A tool for extracting and indexing spatio-temporal information from biographical articles in Wikipedia

Candidate: Emily Morton-Owens
Advisor: Ernest Davis

Abstract

The Kivrin program, consisting of a crawler, a data collection, and a front-end interface, attempts to extract biographical information from Wikipedia, specifically, spatio-temporal information--who was where when--and make it easily searchable. Some of the considerations standard to moving object databases do not apply in this context, because the texts by their nature discuss a discontinuous series of notable moments. The paper discusses different methods of arranging the crawler queue priority to find more important figures and of disambiguating locations when the same place name (toponym) is shared among several places. When lifespan information is not available, it is estimated to exclude sightings outside the person's plausible lifetime.

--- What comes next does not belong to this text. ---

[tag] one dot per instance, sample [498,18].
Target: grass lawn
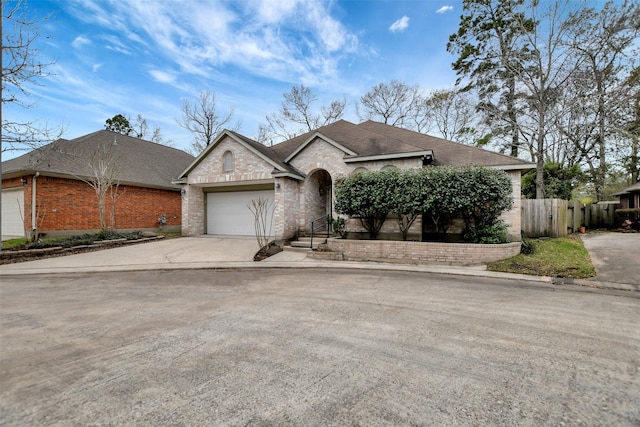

The results are grouped by the number of sightings in the user's search range to minimize the visibility of false drops when they occur. Erroneous results are more visible in times and places where fewer legitimate sightings are recorded; the data is skewed, like Wikipedia itself, towards the U.S. and Western Europe and relatively recent history. The system could be most improved by using statistical methods to predict which terms are more likely personal names than place names and to identify verbs that precede location information rather than personal names. It could also be improved by incorporating the times as a third dimension in the geospatial index, which would allow "near" queries to include that dimension rather than a strict range.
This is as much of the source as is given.